The PureGenome™ Low Input NGS Library Construction Kit streamlines the process of generating indexed, or barcoded libraries, for Illumina® HiSeq® sequencing from extremely low amounts of input DNA (from 50 pg to 1 ng). This kit is well suited for applications such as ChIP-Seq (chromatin immunoprecipitation followed by next generation sequencing) as well as other sequencing applications where input DNA is limited.
To achieve this level of sensitivity, the PureGenome™ Low Input NGS kit utilizes a unique technology that adds adaptors to sheared genomic DNA with ultra-high efficiency. This methodology enables the previous limits of NGS library construction to be reduced to below 1 ng. Additionally, this approach greatly simplifies NGS library construction. As compared to conventional approaches that require DNA isolation between protocol steps, the PureGenome™ Low Input NGS process occurs in a single tube and does not require any in process DNA isolation steps. Once library construction is complete, in a final step, DNA purification and size selection is performed using the Agencourt® AMPure® XP beads provided with this kit.

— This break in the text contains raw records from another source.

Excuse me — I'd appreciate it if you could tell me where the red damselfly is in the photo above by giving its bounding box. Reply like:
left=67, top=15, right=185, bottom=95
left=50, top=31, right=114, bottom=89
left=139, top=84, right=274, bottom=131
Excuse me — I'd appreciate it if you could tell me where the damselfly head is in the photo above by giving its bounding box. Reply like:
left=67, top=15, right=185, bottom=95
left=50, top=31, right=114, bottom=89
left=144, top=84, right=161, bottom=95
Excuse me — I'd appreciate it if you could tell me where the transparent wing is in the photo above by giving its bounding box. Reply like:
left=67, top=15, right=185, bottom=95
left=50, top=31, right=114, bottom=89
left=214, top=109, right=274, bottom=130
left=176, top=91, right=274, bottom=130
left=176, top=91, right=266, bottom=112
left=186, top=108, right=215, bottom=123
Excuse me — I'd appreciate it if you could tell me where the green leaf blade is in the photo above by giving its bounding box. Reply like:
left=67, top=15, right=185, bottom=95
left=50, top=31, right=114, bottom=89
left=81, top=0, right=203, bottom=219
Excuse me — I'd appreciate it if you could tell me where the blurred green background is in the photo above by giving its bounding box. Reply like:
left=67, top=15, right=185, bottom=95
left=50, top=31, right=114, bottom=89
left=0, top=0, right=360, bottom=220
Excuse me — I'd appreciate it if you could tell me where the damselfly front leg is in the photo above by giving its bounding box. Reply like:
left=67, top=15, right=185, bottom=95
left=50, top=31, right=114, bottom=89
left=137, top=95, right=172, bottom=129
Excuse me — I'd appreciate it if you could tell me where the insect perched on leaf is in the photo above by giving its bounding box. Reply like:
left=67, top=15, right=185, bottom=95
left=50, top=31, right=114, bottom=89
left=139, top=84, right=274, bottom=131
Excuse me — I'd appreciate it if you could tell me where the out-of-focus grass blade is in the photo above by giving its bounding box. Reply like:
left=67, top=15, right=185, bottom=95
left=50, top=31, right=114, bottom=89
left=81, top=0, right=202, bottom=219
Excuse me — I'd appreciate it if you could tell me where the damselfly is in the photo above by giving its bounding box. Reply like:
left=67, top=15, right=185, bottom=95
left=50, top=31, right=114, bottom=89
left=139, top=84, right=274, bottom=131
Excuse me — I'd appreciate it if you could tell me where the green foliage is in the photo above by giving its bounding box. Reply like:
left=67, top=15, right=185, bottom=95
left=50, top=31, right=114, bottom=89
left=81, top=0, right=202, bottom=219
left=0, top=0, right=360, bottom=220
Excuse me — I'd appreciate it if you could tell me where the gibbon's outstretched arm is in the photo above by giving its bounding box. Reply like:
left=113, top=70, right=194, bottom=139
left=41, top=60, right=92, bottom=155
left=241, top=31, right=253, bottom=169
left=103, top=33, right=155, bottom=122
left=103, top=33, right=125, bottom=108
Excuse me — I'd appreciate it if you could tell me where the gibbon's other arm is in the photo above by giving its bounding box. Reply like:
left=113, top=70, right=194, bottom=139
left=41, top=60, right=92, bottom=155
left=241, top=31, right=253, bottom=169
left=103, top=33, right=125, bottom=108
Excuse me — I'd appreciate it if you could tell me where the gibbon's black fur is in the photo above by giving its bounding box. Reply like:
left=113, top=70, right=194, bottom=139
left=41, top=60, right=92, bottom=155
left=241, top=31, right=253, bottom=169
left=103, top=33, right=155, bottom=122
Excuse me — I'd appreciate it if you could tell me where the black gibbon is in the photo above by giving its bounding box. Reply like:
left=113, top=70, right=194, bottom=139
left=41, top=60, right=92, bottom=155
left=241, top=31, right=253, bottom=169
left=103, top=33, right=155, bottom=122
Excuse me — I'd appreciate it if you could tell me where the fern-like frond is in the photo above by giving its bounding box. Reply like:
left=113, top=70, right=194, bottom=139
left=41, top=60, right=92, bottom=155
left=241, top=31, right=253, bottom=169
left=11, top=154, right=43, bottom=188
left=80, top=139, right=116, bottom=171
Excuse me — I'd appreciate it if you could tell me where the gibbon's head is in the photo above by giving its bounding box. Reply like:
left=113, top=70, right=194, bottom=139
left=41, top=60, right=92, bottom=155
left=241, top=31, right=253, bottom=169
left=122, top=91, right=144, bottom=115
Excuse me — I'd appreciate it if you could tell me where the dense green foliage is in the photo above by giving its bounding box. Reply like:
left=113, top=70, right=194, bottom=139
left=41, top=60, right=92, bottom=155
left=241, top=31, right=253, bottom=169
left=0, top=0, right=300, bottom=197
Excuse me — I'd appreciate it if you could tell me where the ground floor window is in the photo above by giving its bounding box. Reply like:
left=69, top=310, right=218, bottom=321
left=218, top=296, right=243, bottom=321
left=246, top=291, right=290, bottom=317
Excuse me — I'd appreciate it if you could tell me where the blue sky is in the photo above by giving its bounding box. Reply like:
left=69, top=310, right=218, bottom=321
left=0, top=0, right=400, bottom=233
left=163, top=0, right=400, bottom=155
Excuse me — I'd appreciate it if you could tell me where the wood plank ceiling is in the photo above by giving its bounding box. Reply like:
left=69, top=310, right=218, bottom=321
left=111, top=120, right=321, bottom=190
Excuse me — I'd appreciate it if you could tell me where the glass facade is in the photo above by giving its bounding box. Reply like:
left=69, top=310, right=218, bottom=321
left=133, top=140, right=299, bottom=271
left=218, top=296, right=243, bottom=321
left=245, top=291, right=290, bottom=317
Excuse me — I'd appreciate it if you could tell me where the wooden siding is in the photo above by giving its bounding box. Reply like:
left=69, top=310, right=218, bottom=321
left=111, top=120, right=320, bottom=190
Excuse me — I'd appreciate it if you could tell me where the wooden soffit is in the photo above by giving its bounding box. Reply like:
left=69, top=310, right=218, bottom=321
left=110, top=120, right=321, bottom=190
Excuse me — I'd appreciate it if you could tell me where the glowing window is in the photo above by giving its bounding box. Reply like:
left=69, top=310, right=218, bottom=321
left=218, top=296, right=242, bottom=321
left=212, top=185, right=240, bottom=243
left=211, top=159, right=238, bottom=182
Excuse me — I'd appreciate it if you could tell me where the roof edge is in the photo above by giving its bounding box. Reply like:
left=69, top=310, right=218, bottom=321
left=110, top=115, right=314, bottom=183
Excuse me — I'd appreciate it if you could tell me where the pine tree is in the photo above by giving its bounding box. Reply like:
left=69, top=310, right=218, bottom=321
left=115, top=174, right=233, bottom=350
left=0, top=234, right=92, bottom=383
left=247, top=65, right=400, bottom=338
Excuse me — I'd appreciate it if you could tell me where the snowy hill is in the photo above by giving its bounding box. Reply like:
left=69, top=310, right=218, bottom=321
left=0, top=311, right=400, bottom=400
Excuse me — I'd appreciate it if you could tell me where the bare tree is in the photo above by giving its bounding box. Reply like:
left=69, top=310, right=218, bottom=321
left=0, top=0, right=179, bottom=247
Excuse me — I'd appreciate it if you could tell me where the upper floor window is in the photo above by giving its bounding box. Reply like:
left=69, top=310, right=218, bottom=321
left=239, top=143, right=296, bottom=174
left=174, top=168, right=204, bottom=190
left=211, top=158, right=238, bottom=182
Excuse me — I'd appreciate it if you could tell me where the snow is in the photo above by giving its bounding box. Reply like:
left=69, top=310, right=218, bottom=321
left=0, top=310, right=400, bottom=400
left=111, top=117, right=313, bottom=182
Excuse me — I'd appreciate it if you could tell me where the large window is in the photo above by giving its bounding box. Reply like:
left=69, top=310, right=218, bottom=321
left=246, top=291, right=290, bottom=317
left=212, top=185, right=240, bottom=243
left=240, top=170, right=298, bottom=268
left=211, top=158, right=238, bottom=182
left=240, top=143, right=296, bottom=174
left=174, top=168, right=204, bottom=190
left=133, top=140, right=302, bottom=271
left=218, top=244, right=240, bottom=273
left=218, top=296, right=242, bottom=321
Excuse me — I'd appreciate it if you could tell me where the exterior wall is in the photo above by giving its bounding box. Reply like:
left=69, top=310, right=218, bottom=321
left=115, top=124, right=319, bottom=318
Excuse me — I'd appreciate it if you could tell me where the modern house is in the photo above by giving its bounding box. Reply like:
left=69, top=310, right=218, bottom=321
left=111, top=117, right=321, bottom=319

Sensitive: Generate libraries with as little as 50 pg of input DNA
Fast: Construct instrument ready libraries in about 2 hours
Convenient: Single tube repair, ligation, and amplification steps & no DNA purification step required.
Robust: High diversity, low duplicate reads.
Proven: Demonstrated performance in ChIP-seq library construction
Reproducible: Get reproducible libraries across 50pg – 50ng range
Complete: All key reagents provided including 12 Illumina indexing barcodes and Agencourt® AMPure® XP beads for recovery and concentration of final library.